Verbanden tussen zinnen
Opsomming:
Bij de supermarkt heb ik appels, brood en tomaten gehaald. Ook heb ik vis gehaald voor het eten vanavond.

Tegenstelling:
Ik houd van appels, maar niet van peren. 

Slide 8 - Slide

Verbanden tussen zinnen
Tijd (chronologie):
Vandaag ben ik eerst naar de tandarts geweest, toen naar de supermarkt en ik ben uiteindelijk bij de koffiebar geëindigd.

Oorzaak-gevolg:
Doordat ik mijn wekker niet had gezet, ben ik nu te laat op werk.

Slide 9 - Slide

Verbanden tussen zinnen
Reden:
Ik heb een onvoldoende voor de toets, omdat ik niet heb geleerd. 


Voorbeeld/toelichting:
Ik houd van extreme sporten, zoals parachutespringen en karten.

Slide 10 - Slide

Verbanden tussen zinnen
Conclusie:
Ik ben vandaag wezen sporten en op de fiets naar oma gegaan. Kortom, ik heb een sportieve dag gehad.


Voorwaarde:
Je mag mee naar het pretpark, tenzij je je huiswerk niet af hebt.

Slide 11 - Slide

Wat is een 'signaalwoord'?

Slide 12 - Open question

Het regende, daardoor werd mijn haar nat.

Wat is het signaalwoord?
A
regende
B
daardoor
C
haar
D
nat

Slide 13 - Quiz

Het regende, daardoor werd mijn haar nat.
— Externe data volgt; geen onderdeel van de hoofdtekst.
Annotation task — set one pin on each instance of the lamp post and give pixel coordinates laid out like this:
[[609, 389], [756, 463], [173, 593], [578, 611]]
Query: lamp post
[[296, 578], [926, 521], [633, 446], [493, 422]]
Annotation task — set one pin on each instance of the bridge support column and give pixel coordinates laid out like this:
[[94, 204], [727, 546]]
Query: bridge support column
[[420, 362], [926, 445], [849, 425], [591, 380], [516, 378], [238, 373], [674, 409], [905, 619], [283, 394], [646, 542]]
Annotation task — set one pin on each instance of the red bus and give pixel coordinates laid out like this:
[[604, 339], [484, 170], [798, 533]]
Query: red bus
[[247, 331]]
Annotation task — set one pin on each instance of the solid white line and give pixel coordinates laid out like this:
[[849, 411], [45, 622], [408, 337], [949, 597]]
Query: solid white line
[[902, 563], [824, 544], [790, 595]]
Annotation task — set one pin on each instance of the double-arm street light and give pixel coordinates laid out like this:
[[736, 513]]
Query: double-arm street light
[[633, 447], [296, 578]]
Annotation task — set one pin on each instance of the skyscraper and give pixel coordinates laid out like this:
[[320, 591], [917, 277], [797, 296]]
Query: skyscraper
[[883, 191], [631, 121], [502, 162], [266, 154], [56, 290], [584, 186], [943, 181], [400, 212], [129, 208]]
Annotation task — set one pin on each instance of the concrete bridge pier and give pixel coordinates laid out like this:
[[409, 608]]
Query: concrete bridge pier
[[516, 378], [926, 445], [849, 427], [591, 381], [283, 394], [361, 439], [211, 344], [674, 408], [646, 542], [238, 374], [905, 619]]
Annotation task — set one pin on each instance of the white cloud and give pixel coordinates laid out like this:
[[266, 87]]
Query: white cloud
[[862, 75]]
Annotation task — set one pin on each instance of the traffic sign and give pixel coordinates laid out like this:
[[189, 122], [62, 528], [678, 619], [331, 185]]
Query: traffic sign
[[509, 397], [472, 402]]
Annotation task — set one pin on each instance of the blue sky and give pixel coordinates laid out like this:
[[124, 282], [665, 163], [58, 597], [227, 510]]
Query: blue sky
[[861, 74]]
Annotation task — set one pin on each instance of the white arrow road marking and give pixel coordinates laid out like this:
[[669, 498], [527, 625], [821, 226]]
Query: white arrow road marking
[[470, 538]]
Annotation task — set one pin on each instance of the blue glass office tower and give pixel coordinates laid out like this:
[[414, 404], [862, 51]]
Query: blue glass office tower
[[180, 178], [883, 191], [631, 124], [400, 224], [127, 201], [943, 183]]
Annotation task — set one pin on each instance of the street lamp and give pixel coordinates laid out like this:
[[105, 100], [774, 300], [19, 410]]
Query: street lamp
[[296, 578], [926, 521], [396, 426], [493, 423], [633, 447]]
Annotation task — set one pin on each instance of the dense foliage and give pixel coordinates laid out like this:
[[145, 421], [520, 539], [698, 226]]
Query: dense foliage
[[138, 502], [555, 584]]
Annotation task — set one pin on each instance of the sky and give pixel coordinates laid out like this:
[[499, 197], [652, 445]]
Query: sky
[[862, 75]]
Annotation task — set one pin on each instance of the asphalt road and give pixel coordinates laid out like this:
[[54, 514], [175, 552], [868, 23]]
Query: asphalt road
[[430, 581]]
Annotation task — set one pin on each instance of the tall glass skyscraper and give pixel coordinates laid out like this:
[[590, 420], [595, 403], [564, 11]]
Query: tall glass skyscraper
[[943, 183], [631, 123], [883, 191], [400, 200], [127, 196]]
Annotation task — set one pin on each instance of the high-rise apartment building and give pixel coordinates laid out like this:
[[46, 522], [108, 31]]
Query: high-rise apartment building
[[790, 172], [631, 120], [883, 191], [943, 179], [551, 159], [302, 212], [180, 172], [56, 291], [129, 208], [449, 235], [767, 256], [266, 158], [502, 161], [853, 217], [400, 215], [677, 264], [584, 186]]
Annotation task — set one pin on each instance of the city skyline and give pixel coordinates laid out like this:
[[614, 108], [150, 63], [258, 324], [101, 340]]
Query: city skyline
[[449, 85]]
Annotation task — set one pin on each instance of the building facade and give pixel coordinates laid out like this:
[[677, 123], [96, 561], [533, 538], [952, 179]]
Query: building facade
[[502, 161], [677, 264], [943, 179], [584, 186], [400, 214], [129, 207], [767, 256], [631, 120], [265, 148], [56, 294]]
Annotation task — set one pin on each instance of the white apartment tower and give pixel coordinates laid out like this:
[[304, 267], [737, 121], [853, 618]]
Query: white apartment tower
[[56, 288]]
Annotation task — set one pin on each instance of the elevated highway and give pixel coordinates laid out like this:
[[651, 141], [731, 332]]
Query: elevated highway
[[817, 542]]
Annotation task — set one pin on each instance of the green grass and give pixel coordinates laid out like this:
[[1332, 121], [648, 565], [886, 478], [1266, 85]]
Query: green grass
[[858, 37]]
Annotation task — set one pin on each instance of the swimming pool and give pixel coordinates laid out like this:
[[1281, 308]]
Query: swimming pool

Bij welk verband hoor het signaalwoord daardoor?
A
opsomming
B
tegenstelling
C
tijd
D
oorzaak-gevolg

Slide 14 - Quiz

Voordat zij naar buiten ging, trok zij eerst een warme jas aan.

Wat zijn de signaalwoorden?
A
voordat, buiten
B
buiten, aan
C
buiten, eerst
D
voordat, eerst

Slide 15 - Quiz

Voordat zij naar buiten ging, trok ze eerst een warme jas aan.

Bij welk verband horen deze twee signaalwoorden?
blz. 96!!!!
A
tijd
B
reden
C
tegenstelling
D
opsomming

Slide 16 - Quiz

Noem vier verbanden tussen zinnen.

Slide 17 - Open question

Aan de slag!
Wat? Nakijken opdracht 1, 2 en 3 van Formuleren H2 + maken opdracht 1 en 3 van Formuleren H3.
Hoe? Lesboek, schrift, drive (voor antwoorden).
Tijd? 20 minuten
Hulp? Eerste 10 min zelfstandig.
Klaar? Doe iets voor jezelf.

Slide 18 - Slide

Huiswerk voor volgende week
Maken opdracht 1 en 3 van Formuleren H3.